IE8 is still pretty broken and I *think* we might want to just not support it, damning all those Windows XP users to some Phabricator-less hell. Basically, while doing D9118 and the various Internet research to figure things out I got the sense IE8 is pretty busted. In terms of this IE8 busted-ness, for starters, see
http://www.quirksmode.org/mobile/tableViewport_desktop.html
- e.g. "In IE8 offsetHeight a few pixels higher than clientHeight."

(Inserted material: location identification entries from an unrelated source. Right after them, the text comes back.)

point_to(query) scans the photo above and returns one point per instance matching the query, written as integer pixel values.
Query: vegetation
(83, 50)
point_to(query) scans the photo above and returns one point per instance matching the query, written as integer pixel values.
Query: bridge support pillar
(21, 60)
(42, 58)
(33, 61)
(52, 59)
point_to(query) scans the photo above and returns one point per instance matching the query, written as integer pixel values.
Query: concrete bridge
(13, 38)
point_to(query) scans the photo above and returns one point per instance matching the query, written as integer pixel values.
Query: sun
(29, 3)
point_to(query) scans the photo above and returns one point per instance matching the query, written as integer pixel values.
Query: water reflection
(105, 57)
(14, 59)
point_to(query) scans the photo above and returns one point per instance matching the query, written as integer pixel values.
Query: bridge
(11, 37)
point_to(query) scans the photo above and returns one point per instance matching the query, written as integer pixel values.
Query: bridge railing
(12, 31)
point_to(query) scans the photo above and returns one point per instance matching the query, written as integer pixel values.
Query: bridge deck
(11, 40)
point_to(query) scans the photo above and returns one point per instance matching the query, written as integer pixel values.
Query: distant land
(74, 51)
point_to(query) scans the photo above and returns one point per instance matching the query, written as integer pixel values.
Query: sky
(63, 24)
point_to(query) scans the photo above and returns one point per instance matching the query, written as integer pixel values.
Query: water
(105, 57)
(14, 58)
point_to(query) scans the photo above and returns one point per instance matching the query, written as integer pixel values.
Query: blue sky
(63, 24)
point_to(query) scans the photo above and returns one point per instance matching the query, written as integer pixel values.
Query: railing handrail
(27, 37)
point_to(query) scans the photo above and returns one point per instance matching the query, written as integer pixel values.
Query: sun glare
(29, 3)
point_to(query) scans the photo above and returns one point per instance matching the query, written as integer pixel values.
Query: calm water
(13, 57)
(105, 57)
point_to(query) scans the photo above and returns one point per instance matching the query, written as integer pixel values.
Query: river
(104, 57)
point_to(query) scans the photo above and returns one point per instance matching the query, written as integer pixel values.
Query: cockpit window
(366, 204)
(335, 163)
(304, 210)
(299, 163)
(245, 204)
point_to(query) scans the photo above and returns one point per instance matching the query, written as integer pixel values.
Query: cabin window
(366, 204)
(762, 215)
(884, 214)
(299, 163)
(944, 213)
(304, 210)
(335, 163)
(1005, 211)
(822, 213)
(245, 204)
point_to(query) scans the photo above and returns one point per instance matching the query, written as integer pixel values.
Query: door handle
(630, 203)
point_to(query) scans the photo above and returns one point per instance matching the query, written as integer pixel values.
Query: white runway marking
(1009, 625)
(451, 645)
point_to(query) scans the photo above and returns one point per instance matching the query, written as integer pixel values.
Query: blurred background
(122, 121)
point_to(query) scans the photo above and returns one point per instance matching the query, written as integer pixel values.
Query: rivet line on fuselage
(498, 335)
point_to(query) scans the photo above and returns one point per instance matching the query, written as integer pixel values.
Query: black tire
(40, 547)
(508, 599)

http://www.quirksmode.org/dom/w3c_cssom.html
- e.g. "When the element has no scrollbars IE makes the scrollHeight equal to the actual height of the content; and not the height of the element. scrollWidth is correct, except in IE8, where it’s 5 pixels off."
Let's not support IE8 - that would be really nice of us but seems unnecessary, particularly given the clients are engineers primarily. As far as I know, this works in IE9 plus now nicely. :)
We may have other IE bugs in Phabricator - I'm happy to fix 'em if you find 'em.